Make Mine A Mellotronic!
Despite the rather incongruous gig location - deep in the heart of mainstream hipsterville - somewhat contrary to their ‘stand-out-from-the crowd’ individualism; Micko and the Mellotronics executed a brutally mesmerising performance last Thursday. This certainly consolidated the glowing ascension of their relatively new four-piece line-up.
Four days fresh from playing their first out-of-town gig supporting The Blue Orchids at Talking Heads in the port of Southampton: territory no doubt once-familiar to drummer Nick Mackay and bassist Jenny Lane (from Portsmouth and Bournemouth respectively). The return trip home sees them play alongside several other acts. Standard procedure, yes, but one which does little to affect their overall dynamic.

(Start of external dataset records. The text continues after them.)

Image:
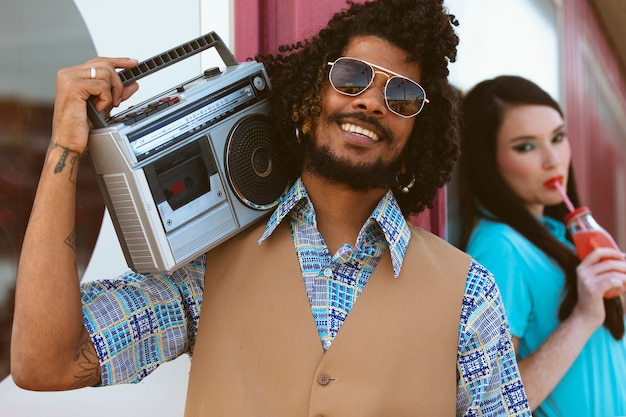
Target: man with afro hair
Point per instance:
(332, 305)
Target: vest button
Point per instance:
(323, 379)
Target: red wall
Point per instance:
(599, 149)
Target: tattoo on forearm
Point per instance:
(88, 373)
(63, 160)
(71, 240)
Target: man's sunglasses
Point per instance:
(351, 76)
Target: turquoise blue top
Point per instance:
(532, 286)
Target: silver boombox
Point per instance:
(187, 169)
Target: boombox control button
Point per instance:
(170, 100)
(212, 72)
(259, 83)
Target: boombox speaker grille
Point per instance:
(252, 163)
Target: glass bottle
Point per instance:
(589, 235)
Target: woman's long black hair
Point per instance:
(480, 182)
(423, 29)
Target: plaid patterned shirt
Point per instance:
(140, 321)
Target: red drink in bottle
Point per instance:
(589, 235)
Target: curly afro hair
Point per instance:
(425, 30)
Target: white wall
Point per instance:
(520, 37)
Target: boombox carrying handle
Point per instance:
(163, 60)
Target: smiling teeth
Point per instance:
(348, 127)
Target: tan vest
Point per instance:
(258, 352)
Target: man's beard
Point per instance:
(320, 161)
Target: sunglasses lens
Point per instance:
(350, 76)
(404, 96)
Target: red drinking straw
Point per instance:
(557, 185)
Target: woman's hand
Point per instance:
(75, 85)
(602, 270)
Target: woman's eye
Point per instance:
(524, 147)
(559, 137)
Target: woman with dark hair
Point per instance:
(568, 338)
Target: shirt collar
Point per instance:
(387, 216)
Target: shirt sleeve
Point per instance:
(137, 322)
(489, 383)
(504, 254)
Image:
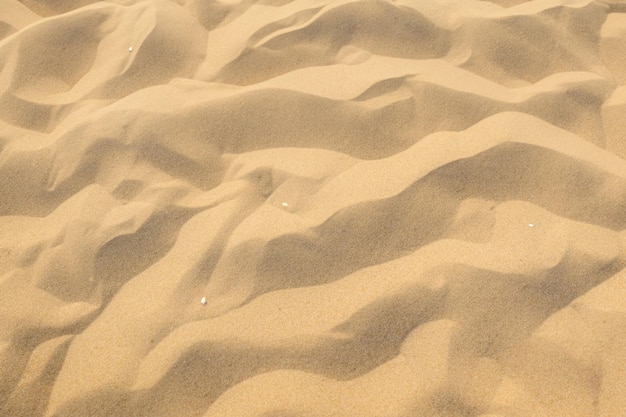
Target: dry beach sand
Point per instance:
(394, 208)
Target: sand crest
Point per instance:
(312, 208)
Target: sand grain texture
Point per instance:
(393, 208)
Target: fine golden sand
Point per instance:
(312, 208)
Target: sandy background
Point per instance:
(392, 208)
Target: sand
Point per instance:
(312, 208)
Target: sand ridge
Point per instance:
(392, 208)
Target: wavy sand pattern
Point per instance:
(393, 208)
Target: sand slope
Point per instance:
(393, 208)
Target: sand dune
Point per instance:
(392, 208)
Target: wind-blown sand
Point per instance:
(393, 208)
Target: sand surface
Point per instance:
(397, 208)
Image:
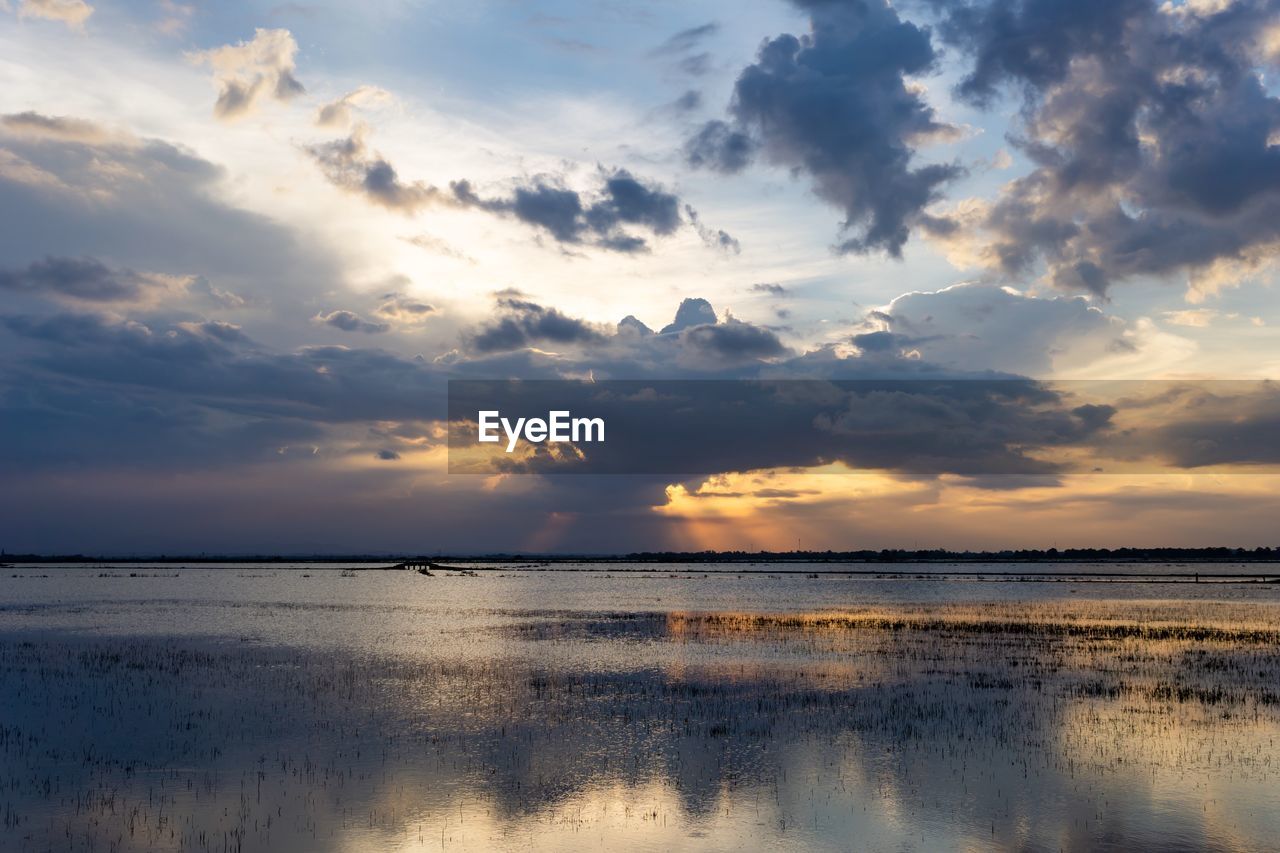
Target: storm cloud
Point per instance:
(602, 219)
(833, 104)
(1151, 135)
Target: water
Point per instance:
(268, 707)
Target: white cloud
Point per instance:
(250, 71)
(73, 13)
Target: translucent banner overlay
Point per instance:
(920, 427)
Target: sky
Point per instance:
(243, 247)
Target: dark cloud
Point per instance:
(720, 147)
(691, 311)
(735, 341)
(350, 322)
(833, 104)
(529, 324)
(967, 427)
(1150, 128)
(400, 308)
(81, 279)
(350, 164)
(571, 218)
(604, 218)
(713, 237)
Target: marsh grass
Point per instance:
(1064, 725)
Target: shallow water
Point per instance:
(298, 708)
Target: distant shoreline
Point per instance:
(771, 557)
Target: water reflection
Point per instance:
(576, 730)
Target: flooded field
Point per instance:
(164, 707)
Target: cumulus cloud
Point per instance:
(524, 323)
(351, 165)
(982, 325)
(713, 237)
(604, 218)
(338, 113)
(350, 322)
(686, 40)
(88, 281)
(252, 71)
(1151, 132)
(771, 288)
(835, 105)
(600, 219)
(403, 310)
(73, 13)
(72, 188)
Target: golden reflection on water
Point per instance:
(1010, 725)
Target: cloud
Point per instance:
(351, 165)
(73, 13)
(54, 127)
(251, 71)
(979, 325)
(1194, 318)
(685, 40)
(691, 311)
(403, 310)
(339, 113)
(1151, 135)
(88, 281)
(71, 188)
(525, 324)
(713, 237)
(599, 219)
(604, 218)
(350, 322)
(833, 104)
(771, 288)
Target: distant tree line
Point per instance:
(886, 555)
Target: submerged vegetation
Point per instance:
(375, 712)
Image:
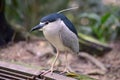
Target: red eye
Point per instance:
(47, 22)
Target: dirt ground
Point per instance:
(40, 53)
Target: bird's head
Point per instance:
(46, 20)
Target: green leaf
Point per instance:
(105, 18)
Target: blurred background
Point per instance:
(98, 21)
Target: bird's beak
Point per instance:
(39, 26)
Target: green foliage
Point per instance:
(98, 20)
(102, 27)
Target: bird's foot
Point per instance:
(67, 70)
(46, 72)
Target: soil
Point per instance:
(40, 53)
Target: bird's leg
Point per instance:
(67, 66)
(52, 66)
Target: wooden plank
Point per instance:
(29, 72)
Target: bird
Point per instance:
(61, 33)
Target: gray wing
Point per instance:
(70, 40)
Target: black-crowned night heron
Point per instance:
(60, 32)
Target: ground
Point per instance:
(40, 53)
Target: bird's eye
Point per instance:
(47, 22)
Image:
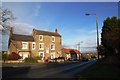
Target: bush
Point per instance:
(13, 56)
(30, 60)
(4, 57)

The attention inevitably focuses on the slightly-built frame of leader Micko Westmoreland himself. Resplendently kitsch in a matching paisley shirt and tie: of the kind Rodney Bewes would wear to a cheese and wine function in a ‘Likely Lads’ episode circa 1973; he strikes the opening chords of the anthem-like ‘Schesmos’, and the train gets a rollin’.
Playing a no holds barred set literally against the clock, their potent panache hardly needs introducing. ‘Sick And Tired’ has the dual lead-vocals of Micko and Jenny - nicely evoking the imagined scenario of Jefferson Airplane gatecrashing The Roxy or The Mudd Club, a decade into the future. The song is brilliantly embellished with summery Pretenders-style lead guitar courtesy of ex-Banshee, Jon Klein. Jenny provides Spector-style ‘Wall of Sound’ backing. Nick’s relentless drumming, as always, is the glue that somehow binds it all together.

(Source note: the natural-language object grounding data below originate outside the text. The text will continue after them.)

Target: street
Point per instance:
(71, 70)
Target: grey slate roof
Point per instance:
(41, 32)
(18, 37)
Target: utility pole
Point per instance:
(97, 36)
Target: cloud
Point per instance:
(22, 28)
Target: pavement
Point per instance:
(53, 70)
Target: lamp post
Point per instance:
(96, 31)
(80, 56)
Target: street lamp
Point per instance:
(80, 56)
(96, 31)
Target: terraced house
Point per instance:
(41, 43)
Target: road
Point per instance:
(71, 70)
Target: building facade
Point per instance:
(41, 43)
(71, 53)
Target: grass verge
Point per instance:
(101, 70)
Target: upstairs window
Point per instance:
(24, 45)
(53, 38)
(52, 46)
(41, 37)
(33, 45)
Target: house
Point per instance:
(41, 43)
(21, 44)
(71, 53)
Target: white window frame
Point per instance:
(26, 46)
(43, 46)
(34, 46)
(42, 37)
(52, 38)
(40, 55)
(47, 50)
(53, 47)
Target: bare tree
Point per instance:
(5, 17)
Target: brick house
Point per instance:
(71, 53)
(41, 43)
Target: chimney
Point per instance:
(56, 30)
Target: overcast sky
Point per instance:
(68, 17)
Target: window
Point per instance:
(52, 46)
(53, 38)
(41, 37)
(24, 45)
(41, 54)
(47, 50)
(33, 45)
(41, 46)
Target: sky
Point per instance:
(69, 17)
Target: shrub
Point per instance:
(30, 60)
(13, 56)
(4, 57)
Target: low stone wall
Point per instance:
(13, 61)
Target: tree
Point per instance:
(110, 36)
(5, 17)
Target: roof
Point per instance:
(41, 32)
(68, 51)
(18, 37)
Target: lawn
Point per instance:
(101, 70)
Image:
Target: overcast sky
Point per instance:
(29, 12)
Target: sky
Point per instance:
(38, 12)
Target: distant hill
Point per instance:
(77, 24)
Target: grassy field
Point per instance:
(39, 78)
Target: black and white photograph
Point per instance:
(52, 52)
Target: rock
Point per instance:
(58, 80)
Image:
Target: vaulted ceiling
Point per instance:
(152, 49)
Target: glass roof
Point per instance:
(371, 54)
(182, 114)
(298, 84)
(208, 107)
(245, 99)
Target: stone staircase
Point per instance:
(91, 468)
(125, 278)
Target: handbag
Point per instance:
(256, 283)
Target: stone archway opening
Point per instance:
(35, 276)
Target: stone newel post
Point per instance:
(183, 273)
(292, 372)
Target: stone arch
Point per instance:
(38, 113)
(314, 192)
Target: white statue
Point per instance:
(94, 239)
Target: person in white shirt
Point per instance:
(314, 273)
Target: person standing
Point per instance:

‘Psychedelic Shirt’ has a mid-‘60s Spy Theme hook encountering the portentous descent of The 13th Floor Elevators’ ‘Rollercoaster’. A cyclical but catchy potential A-side in the making, no doubt.
‘The Now’ has a ‘I Wanna Be Your Dog’ fragility, with Jenny providing almost Beatle-like backing harmonies. It was only two and a half months ago that she played her first gig as a Mellotronic. Leaps and bounds is more than an apt description.
They conclude with a new song, the fetish-centric ‘Imelda’. She of the large shoe collection, not the late ‘80s ‘Grange Hill’ character. This song is akin to the back lashing essence of Micko’s pre-Mellotronics album ‘Yours Etc Abc’. A seismic shift in songwriting: from the album’s rain-lashed LIDL car park imagery to matters of ‘global denouncement’. And yes, her snub of The Beatles in 1966 gets a mention. The perfect finale to everything The Mellotronics have to offer.
Each Mellotronic did their damnedest to ram home their overriding messages. Hats off to them. It was Micko’s birthday after all. The perfect gig. The perfect present.